ディズニー・プリンセスの系譜から考える『シュガー・ラッシュ:オンライン』初見感想

先程『シュガー・ラッシュ:オンライン』を観てきた。歴代ディズニー・プリンセスが大集合した予告編が話題を呼んだこともあり、ずいぶん前から公開を楽しみにしていた作品だった。

普段洋画は基本的に字幕で観ることにしているのだけれど、今日調べてみたところ今作、字幕上映をしている映画館がとても少ない。思い返せば『モアナと伝説の海』もそうだった気がする。早く観たい気持ちが勝ったので、ひとまず最寄りの映画館で吹替版を観ることにした。
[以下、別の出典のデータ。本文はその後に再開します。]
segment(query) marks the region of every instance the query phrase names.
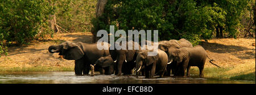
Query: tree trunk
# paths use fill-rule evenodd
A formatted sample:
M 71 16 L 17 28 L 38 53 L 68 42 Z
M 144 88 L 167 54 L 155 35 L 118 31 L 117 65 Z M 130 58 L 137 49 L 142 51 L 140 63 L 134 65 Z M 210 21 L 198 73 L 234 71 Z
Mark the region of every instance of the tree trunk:
M 51 28 L 54 31 L 55 33 L 59 33 L 60 29 L 57 27 L 56 21 L 56 16 L 55 14 L 50 15 L 51 18 L 52 18 L 50 20 L 51 23 Z
M 216 29 L 216 37 L 218 37 L 220 36 L 220 32 L 218 31 L 218 27 L 215 27 L 215 29 Z
M 222 27 L 219 25 L 218 28 L 220 29 L 220 37 L 223 37 Z
M 54 2 L 52 2 L 51 1 L 49 1 L 49 4 L 51 6 L 54 6 Z M 51 19 L 50 20 L 50 25 L 51 25 L 51 29 L 54 31 L 55 33 L 59 33 L 60 30 L 59 29 L 58 27 L 57 27 L 56 21 L 56 16 L 55 14 L 54 15 L 51 15 L 49 16 L 49 18 Z
M 96 18 L 101 16 L 101 15 L 102 15 L 103 13 L 104 13 L 105 5 L 107 2 L 108 0 L 98 0 L 96 10 Z M 92 27 L 91 33 L 93 34 L 93 43 L 96 42 L 98 40 L 98 38 L 97 37 L 97 29 L 95 29 L 94 27 Z

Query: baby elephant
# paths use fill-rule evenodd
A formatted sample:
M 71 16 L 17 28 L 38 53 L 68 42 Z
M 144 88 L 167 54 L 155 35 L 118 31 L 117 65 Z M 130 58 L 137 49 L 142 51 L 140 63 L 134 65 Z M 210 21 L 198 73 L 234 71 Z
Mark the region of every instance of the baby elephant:
M 174 69 L 175 76 L 184 76 L 187 69 L 187 75 L 189 75 L 190 67 L 197 66 L 199 68 L 200 76 L 203 77 L 203 70 L 207 58 L 207 53 L 204 49 L 197 45 L 193 48 L 182 48 L 174 51 L 168 57 L 171 61 L 177 61 Z
M 155 74 L 159 74 L 160 77 L 163 77 L 167 66 L 167 54 L 158 49 L 156 55 L 148 56 L 148 51 L 149 50 L 143 50 L 139 53 L 136 59 L 135 71 L 139 72 L 144 66 L 146 78 L 153 78 Z
M 92 71 L 96 71 L 100 72 L 101 74 L 111 75 L 114 74 L 115 63 L 110 55 L 102 57 L 95 62 L 94 65 L 91 65 Z M 92 75 L 93 76 L 93 74 Z

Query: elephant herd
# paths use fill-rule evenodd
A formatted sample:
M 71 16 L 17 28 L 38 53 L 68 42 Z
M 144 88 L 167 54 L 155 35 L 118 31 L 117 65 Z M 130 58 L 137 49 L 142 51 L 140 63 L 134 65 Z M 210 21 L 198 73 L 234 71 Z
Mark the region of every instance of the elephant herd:
M 75 72 L 76 75 L 88 75 L 100 72 L 101 74 L 117 76 L 131 75 L 145 76 L 146 78 L 154 78 L 155 75 L 174 76 L 189 75 L 191 66 L 199 68 L 200 76 L 203 77 L 207 53 L 200 46 L 192 46 L 184 38 L 179 40 L 160 41 L 158 42 L 158 54 L 148 56 L 150 50 L 127 49 L 129 45 L 138 44 L 133 41 L 126 42 L 126 49 L 98 50 L 97 44 L 74 43 L 65 41 L 60 45 L 51 45 L 48 48 L 51 53 L 59 53 L 59 55 L 68 60 L 75 60 Z M 153 43 L 153 42 L 152 42 Z M 122 44 L 122 43 L 119 43 Z M 110 45 L 107 43 L 107 48 Z M 144 46 L 139 46 L 139 49 Z M 215 64 L 214 64 L 215 65 Z

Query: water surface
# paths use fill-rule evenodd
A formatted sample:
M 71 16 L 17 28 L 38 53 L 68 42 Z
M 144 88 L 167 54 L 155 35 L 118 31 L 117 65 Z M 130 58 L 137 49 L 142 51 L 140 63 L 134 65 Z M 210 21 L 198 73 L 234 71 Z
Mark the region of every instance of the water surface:
M 199 77 L 144 79 L 134 75 L 116 76 L 96 75 L 94 76 L 76 76 L 68 72 L 0 72 L 1 84 L 255 84 L 255 81 L 217 80 Z

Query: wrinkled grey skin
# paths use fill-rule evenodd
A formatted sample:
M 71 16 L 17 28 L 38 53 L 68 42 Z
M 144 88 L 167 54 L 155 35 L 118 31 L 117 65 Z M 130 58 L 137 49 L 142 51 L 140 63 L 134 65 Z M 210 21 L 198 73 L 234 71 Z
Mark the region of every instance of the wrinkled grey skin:
M 167 66 L 168 56 L 163 51 L 158 49 L 156 56 L 148 56 L 148 50 L 142 50 L 139 53 L 136 59 L 135 71 L 139 72 L 144 66 L 146 78 L 154 78 L 155 74 L 159 74 L 160 77 L 163 76 Z
M 123 72 L 123 75 L 132 74 L 133 70 L 135 65 L 135 61 L 136 61 L 137 55 L 140 51 L 140 50 L 135 50 L 134 46 L 133 46 L 132 50 L 128 50 L 129 44 L 132 44 L 134 46 L 134 44 L 138 44 L 137 42 L 134 42 L 133 41 L 125 42 L 126 44 L 126 50 L 117 50 L 115 48 L 114 50 L 109 49 L 111 57 L 114 61 L 117 62 L 115 75 L 117 76 L 121 75 L 122 72 Z M 118 44 L 119 43 L 117 44 Z M 119 44 L 121 45 L 122 43 Z M 138 46 L 139 48 L 141 49 L 141 46 L 139 45 Z M 125 62 L 125 60 L 127 62 Z
M 184 76 L 187 69 L 187 75 L 189 76 L 191 66 L 197 66 L 199 68 L 200 76 L 203 77 L 204 70 L 207 53 L 204 49 L 197 45 L 193 48 L 183 48 L 177 49 L 170 55 L 169 59 L 177 62 L 176 67 L 176 76 Z
M 193 45 L 191 44 L 191 43 L 184 38 L 181 38 L 179 41 L 175 40 L 170 40 L 168 41 L 163 41 L 159 44 L 158 46 L 159 49 L 164 51 L 168 56 L 172 54 L 174 51 L 181 48 L 192 47 Z M 170 63 L 171 61 L 172 61 L 171 63 L 167 65 L 167 72 L 166 74 L 166 75 L 167 76 L 170 75 L 171 70 L 172 70 L 172 74 L 174 75 L 176 75 L 175 74 L 175 70 L 174 70 L 175 69 L 175 67 L 176 67 L 175 65 L 177 62 L 176 61 L 171 61 L 170 59 L 168 59 L 168 63 Z
M 108 44 L 108 48 L 109 44 Z M 75 61 L 75 72 L 77 75 L 88 75 L 90 69 L 90 64 L 101 57 L 109 55 L 108 50 L 98 50 L 96 44 L 74 43 L 65 41 L 60 45 L 49 46 L 51 53 L 59 53 L 59 55 L 68 60 Z
M 102 57 L 95 62 L 95 69 L 98 70 L 101 74 L 111 75 L 114 74 L 115 63 L 110 55 Z

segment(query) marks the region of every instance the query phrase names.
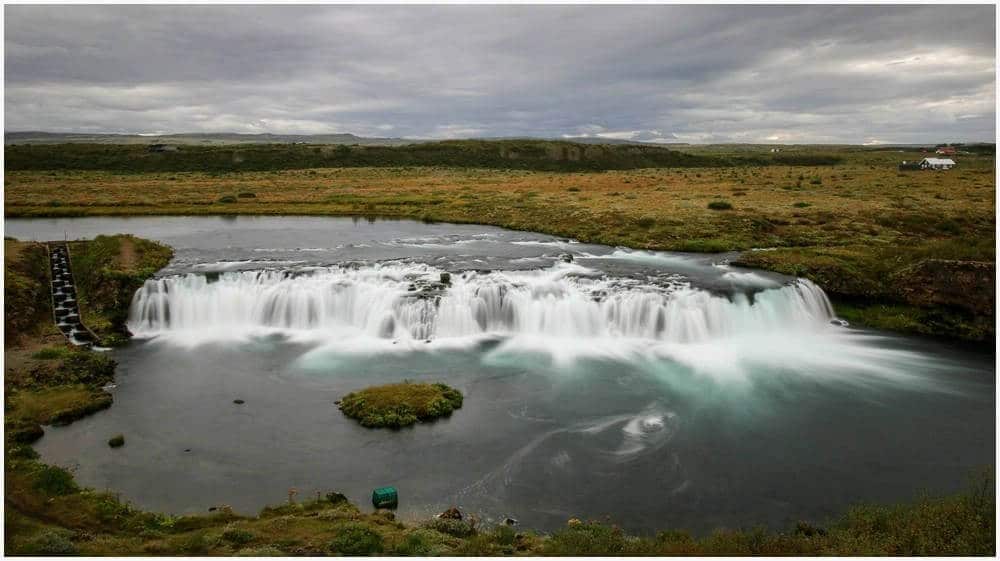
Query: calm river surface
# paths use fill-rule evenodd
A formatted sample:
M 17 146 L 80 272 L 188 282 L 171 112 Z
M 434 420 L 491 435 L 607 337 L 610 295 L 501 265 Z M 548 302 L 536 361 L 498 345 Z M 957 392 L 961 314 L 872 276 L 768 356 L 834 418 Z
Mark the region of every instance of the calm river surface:
M 994 458 L 993 356 L 840 325 L 818 287 L 727 255 L 326 217 L 5 226 L 175 248 L 113 351 L 114 406 L 36 445 L 147 509 L 254 513 L 290 488 L 370 508 L 394 485 L 404 518 L 783 528 L 955 491 Z M 403 379 L 465 404 L 400 431 L 334 405 Z

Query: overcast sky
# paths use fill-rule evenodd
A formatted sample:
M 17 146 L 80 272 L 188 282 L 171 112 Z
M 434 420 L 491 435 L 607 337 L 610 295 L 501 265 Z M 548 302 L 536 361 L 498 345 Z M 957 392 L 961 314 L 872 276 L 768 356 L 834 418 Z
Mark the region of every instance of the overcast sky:
M 5 126 L 995 137 L 994 6 L 5 7 Z

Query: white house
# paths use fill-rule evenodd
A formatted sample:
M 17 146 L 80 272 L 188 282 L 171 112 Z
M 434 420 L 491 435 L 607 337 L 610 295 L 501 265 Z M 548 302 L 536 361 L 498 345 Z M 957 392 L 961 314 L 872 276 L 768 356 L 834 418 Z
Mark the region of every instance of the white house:
M 951 169 L 955 160 L 951 158 L 924 158 L 920 160 L 920 169 Z

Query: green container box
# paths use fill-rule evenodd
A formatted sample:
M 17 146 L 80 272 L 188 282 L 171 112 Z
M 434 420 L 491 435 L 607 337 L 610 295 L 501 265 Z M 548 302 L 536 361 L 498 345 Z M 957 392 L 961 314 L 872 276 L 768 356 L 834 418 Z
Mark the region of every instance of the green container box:
M 396 508 L 399 506 L 399 493 L 395 487 L 379 487 L 372 491 L 372 504 L 375 508 Z

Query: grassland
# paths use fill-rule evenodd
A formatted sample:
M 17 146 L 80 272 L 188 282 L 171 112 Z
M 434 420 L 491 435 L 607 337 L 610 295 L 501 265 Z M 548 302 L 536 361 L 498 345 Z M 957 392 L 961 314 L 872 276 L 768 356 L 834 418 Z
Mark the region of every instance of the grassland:
M 136 266 L 146 260 L 130 255 L 135 248 L 129 249 L 129 241 L 138 246 L 151 243 L 119 237 L 102 240 L 94 248 L 77 247 L 78 255 L 100 256 L 96 261 L 103 264 L 79 267 L 78 284 L 92 283 L 92 275 L 107 270 L 148 271 Z M 45 253 L 37 250 L 38 244 L 13 240 L 8 244 L 20 246 L 6 252 L 7 271 L 33 271 L 37 262 L 44 263 Z M 151 250 L 147 255 L 162 256 L 162 252 Z M 44 284 L 46 269 L 39 270 L 41 277 L 33 280 Z M 107 355 L 67 347 L 44 314 L 25 317 L 38 323 L 27 325 L 24 336 L 6 339 L 4 353 L 8 554 L 989 555 L 995 551 L 992 469 L 949 497 L 922 496 L 892 506 L 859 505 L 823 526 L 800 522 L 780 532 L 720 529 L 700 537 L 680 530 L 633 536 L 607 523 L 575 519 L 550 535 L 487 527 L 471 516 L 402 523 L 391 512 L 362 512 L 336 492 L 303 501 L 290 496 L 288 504 L 265 508 L 256 516 L 241 516 L 224 505 L 204 516 L 145 512 L 114 493 L 81 488 L 72 473 L 38 459 L 30 443 L 42 436 L 42 424 L 72 422 L 111 405 L 110 396 L 99 388 L 113 378 L 115 365 Z
M 929 296 L 914 289 L 940 288 L 939 273 L 948 266 L 933 269 L 942 261 L 984 264 L 979 281 L 970 281 L 974 286 L 993 278 L 991 153 L 959 154 L 950 171 L 901 172 L 901 160 L 925 154 L 858 147 L 655 150 L 526 141 L 163 154 L 105 145 L 17 146 L 7 148 L 5 213 L 398 217 L 634 248 L 738 250 L 745 251 L 741 264 L 819 282 L 856 321 L 992 345 L 992 281 L 986 293 L 951 299 L 939 297 L 945 290 Z M 188 171 L 168 171 L 173 168 Z M 261 168 L 266 171 L 252 171 Z M 747 251 L 761 248 L 770 251 Z
M 400 428 L 451 415 L 462 407 L 462 393 L 444 384 L 404 381 L 351 392 L 339 407 L 363 426 Z

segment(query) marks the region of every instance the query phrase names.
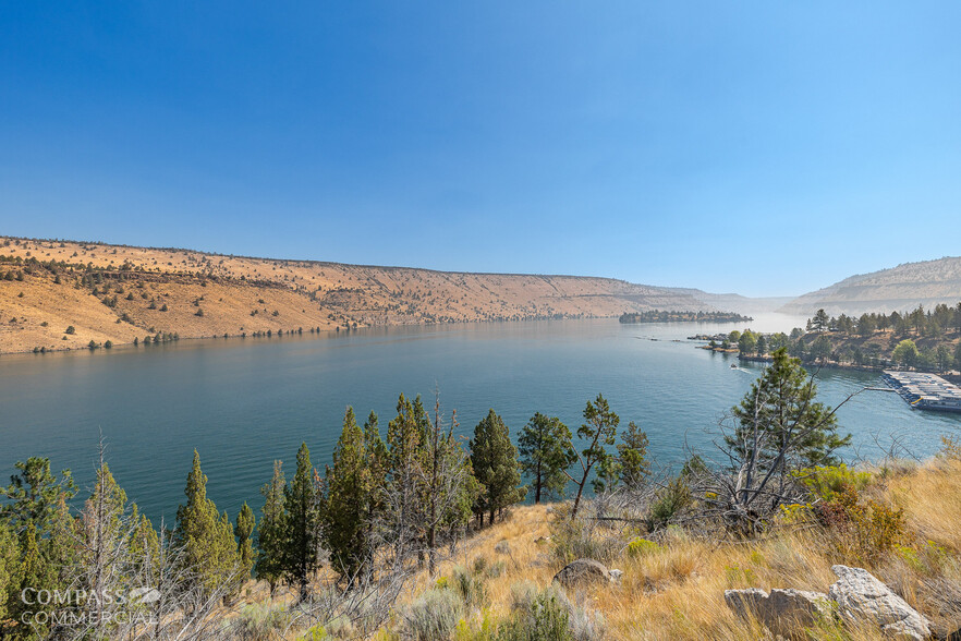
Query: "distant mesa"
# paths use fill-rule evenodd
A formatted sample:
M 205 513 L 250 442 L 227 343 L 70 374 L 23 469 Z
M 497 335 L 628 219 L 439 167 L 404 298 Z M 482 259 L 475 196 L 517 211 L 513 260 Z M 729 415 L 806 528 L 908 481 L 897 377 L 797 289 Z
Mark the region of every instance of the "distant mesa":
M 716 309 L 686 292 L 613 278 L 435 271 L 0 237 L 3 353 Z
M 907 311 L 961 300 L 961 257 L 904 263 L 890 269 L 851 276 L 824 289 L 806 293 L 780 307 L 780 312 L 811 315 L 861 315 Z
M 742 316 L 734 312 L 666 312 L 650 310 L 648 312 L 624 312 L 618 318 L 621 323 L 747 323 L 751 316 Z

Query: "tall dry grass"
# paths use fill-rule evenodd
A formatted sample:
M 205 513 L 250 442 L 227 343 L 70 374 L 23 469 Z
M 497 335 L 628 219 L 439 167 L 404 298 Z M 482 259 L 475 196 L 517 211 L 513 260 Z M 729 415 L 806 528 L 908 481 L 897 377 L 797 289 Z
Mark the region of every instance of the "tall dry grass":
M 764 540 L 740 543 L 708 541 L 678 530 L 659 546 L 633 555 L 624 548 L 615 555 L 608 565 L 623 571 L 620 584 L 569 590 L 568 596 L 579 607 L 603 615 L 607 639 L 754 640 L 768 633 L 756 622 L 734 616 L 725 604 L 725 590 L 827 592 L 836 580 L 830 568 L 840 563 L 875 573 L 936 628 L 961 627 L 961 460 L 941 457 L 874 477 L 866 494 L 879 504 L 902 509 L 908 529 L 898 546 L 876 559 L 846 558 L 849 553 L 836 534 L 814 524 L 784 528 Z M 538 540 L 550 535 L 552 519 L 565 518 L 558 516 L 561 512 L 547 506 L 519 507 L 504 522 L 477 534 L 460 558 L 440 568 L 441 577 L 451 576 L 454 565 L 471 571 L 482 568 L 477 573 L 485 583 L 486 604 L 465 616 L 462 629 L 477 633 L 482 626 L 510 616 L 511 589 L 520 582 L 542 588 L 550 584 L 564 564 L 551 542 Z M 438 577 L 422 575 L 411 595 L 436 586 L 437 581 Z M 952 600 L 957 600 L 953 605 Z M 842 630 L 829 624 L 811 634 L 883 638 L 871 627 Z

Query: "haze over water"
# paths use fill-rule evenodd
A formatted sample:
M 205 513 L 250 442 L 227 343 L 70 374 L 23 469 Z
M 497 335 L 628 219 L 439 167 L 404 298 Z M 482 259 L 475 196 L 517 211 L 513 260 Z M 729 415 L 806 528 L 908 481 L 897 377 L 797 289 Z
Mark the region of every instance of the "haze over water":
M 802 324 L 775 314 L 746 325 L 789 331 Z M 536 411 L 576 432 L 585 402 L 603 392 L 622 425 L 633 420 L 647 432 L 655 464 L 674 464 L 685 444 L 713 453 L 718 419 L 761 372 L 759 364 L 732 370 L 735 358 L 684 339 L 744 325 L 593 319 L 400 327 L 3 356 L 0 474 L 5 479 L 29 456 L 49 457 L 54 470 L 73 471 L 86 496 L 102 430 L 118 482 L 155 524 L 161 516 L 173 522 L 194 448 L 208 496 L 233 517 L 244 500 L 259 508 L 275 459 L 293 472 L 302 440 L 323 474 L 348 404 L 360 422 L 376 411 L 386 434 L 400 392 L 419 394 L 433 409 L 435 388 L 446 420 L 457 409 L 465 436 L 488 408 L 514 437 Z M 819 399 L 837 403 L 877 384 L 876 373 L 826 370 L 818 374 Z M 861 394 L 838 415 L 854 434 L 848 457 L 878 458 L 893 438 L 926 456 L 942 434 L 961 431 L 959 415 L 912 411 L 880 391 Z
字幕版も近日中に観ようと思う。

以下ネタバレ感想

夢>(恋)愛?

「自分らしく生きること」と「好きな人と一緒にいること」は、どっちがより大切なんだろう。ディズニーはずっと「夢」と「愛」を両立させるハッピーエンドにこだわり続けてきたように思う。白雪姫やシンデレラ、オーロラ姫は「王子様と結ばれること(=恋愛)」を夢みていたし、それを叶えた。アリエルやベル、ジャスミンは「自分の知らない広い、新しい世界を知る」という夢を叶えた上で、恋人と結ばれた。『アナと雪の女王』『モアナと伝説の海』など、最近の作品では家族愛や友情のような絆を描き、「愛」を恋愛に限定しないようにする傾向もあると思う。前作『シュガー・ラッシュ』もそうで、ラルフとヴァネロペの関係は作中では「親友」と表現されている。ともかく、そのような最近の作品でも、「愛」と「夢」が両立しないハッピーエンドというものはあまり描かれてこなかった。(例外:ポカホンタス)

それを踏まえると、『シュガー・ラッシュ:オンライン』の結末には意外性があったと思う。今作では、ヴァネロペにとっての「夢(しっくりくる、自分らしくいられる居場所にいること)」と「愛(親友ラルフと一緒にいること)」の両立が不可能になる。そして、最終的に彼女は「夢」を選ぶのだ。エンディングでの、遠距離恋愛中のカップルのように3Dホログラム電話で近況を報告する二人を見て、少し寂しい気持ちになりつつも、「そりゃまあ、そうなるよなあ」と思った。ディズニーが今回それを描いてくれてよかったとも思った。

これを書いていて、『プリンセスと魔法のキス』という作品のことを思い出した。面白い作品だけれど、作品の持つメッセージには厭だなと思う点もある。観た人はわかると思うけれど、この作品には「一人で仕事や自己実現の夢を追うだけじゃダメ、愛を大事にしないと」というメッセージがあると思う。最終的には仕事の夢と恋愛が両立するハッピーエンドだったけれど、そこに至るまでにヒロインのティアナが「夢」より「愛」を選ぶという過程が不可欠だった。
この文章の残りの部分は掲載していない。